With inflation persisting more than expected, the Fed could project inflation returning to its 2% target only in 2025.
The Fed is likely to reiterate that recent indicators of economic growth have softened while continuing to pledge “ongoing” increases in interest rates without specifying the size. Some economists say the statement could include that the pace of increases will slow at some point, reflecting Powell’s public comments in July and at the Fed’s Jackson Hole conference in August.
Following last week’s disappointing consumer price index, which showed core inflation, excluding food and energy, accelerating, the committee could also choose to voice more concern on inflation, said Derek Tang, an economist at LH Meyer in Washington.
“Watch for upgrades to the wording on inflation: for example, inflation is higher and moving further away from our objective,” he said.
Most economists expect a unanimous decision this month, with the FOMC keeping a united front behind Powell’s fight against inflation. If there is a dissent, it’s most likely to come from St. Louis Fed President James Bullard, who has dissented as a hawk this year, or Kansas City Fed President Esther George, who has dissented in a dovish direction.
“There seems to be a range of views on the committee” on whether to step down to a 50 basis-point hike in November or keep going at 75 basis points, said Julia Coronado, president of MacroPolicy Perspectives LLC.
The Fed this month has stepped up its shrinking of its $8.8 trillion balance sheet to an annual pace of about $1.1 trillion. Some Fed officials have favored the sale of mortgage-backed securities as part of the effort to restore the balance sheet to a more normal level. No decision on this is expected this meeting.
Powell’s July press conference was widely interpreted on Wall Street as dovish as he said the central bank was moving away from explicit forward guidance on rates, and he expected the pace of hikes to slow at some point. Fed officials spent the following weeks clarifying their view that they weren’t stepping back from the inflation fight.

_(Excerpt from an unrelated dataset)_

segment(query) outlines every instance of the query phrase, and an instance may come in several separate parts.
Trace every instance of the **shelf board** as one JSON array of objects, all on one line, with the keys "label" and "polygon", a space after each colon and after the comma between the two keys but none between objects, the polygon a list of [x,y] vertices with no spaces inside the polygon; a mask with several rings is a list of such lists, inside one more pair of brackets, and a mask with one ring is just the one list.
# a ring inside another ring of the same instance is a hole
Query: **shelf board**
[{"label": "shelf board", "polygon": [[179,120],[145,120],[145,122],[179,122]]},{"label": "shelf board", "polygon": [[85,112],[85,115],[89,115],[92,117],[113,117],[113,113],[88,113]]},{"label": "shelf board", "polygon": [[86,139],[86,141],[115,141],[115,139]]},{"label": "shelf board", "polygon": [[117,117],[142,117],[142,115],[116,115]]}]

With that in mind, Powell could try to ensure his message is viewed as suitably hawkish and clear this meeting.
“What matters the most is what Powell will say,” Perli said. “The last few press communications there have been communication hiccups. The concern I hear is that Powell will say something that will lead the market to believe to something that is not accurate. People are worried about a repeat of that experience.”